Üniversiteden yeni mezun olan bir grup arkadaş, eski profesörlerini ziyaret etmeye karar verir.
Kısa bir sohbetin ardından konu, hayattaki sıkıntılara ve stres kaynaklarına gelir.
Profesör, bu durumu göstermek için mutfağa gider ve farklı boyutlarda, renklerde ve şekillerde bardaklarla dolu bir tepsiyle geri döner.
Kahveleri doldurur ve bardakları misafirlerine uzatır.
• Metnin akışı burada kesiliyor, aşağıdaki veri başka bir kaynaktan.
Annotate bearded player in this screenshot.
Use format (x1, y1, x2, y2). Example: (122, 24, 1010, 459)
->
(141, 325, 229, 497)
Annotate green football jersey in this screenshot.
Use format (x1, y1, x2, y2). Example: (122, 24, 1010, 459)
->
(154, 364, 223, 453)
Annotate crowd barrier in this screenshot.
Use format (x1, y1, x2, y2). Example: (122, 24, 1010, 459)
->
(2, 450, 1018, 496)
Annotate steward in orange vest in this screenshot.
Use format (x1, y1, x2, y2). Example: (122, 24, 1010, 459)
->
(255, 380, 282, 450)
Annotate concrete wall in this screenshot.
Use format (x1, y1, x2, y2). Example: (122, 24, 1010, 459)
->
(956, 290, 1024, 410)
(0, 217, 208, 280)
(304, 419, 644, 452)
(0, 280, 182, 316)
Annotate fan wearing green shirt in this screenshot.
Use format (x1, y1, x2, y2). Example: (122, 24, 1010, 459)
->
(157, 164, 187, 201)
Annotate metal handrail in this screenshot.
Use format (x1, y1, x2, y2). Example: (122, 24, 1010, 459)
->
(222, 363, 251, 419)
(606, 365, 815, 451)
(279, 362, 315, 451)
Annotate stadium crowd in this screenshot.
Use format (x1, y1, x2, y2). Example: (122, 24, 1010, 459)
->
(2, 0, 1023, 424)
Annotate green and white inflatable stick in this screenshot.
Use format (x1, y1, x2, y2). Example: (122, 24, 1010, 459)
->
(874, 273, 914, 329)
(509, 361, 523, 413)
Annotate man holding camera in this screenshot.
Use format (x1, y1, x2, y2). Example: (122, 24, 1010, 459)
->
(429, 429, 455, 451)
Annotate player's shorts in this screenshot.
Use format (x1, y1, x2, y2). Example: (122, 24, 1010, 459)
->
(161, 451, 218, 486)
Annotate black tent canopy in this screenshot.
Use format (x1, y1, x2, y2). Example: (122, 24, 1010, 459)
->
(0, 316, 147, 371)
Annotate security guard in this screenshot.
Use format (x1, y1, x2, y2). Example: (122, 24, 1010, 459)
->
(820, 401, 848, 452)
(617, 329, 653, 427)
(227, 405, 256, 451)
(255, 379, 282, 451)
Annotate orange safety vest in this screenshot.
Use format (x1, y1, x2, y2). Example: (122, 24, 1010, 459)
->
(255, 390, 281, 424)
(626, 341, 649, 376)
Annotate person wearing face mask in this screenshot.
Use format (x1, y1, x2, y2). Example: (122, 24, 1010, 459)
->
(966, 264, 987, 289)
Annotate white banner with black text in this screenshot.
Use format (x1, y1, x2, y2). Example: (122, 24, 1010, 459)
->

Arkadaşlar, en gösterişli bardakları seçmek için yarışırken, bazıları sade ve basit bardaklarla yetinir. Herkes kahvesini aldıktan sonra, profesör konuşmaya başlar:

“Fark ettiniz mi? Şık ve pahalı bardakların hepsi seçildi ve sade bardaklar geride kaldı. Bu aslında doğal; hepimiz en iyisini isteriz. Ancak, bu durum hayatımızdaki stresin ve memnuniyetsizliğin de kaynağıdır. Aslında hepiniz kahve içmek istediniz, bardaklar sadece bir araçtı.”

Profesör sözlerine devam eder:
“Hayatı kahve olarak düşünün; para, iş ve toplumdaki statünüz ise bardaklar. Bardaklar, hayatı tutmak için var, ancak hayatınızın kalitesini belirlemezler. Önemli olan, kahvenin yani hayatın tadını çıkarabilmektir.”

Arkadaşlar, bu sözler üzerine düşündükçe profesörün ne demek istediğini anlarlar:
Hayatı dolu dolu yaşamak, sahip olduklarımızın kıymetini bilmekle mümkündür.
Gösteriş ve maddiyat, hayatı güzelleştirmek yerine daha karmaşık hale getirebilir.
Mutlu olmak için bardağın değil, kahvenin tadını çıkarmak gerekir.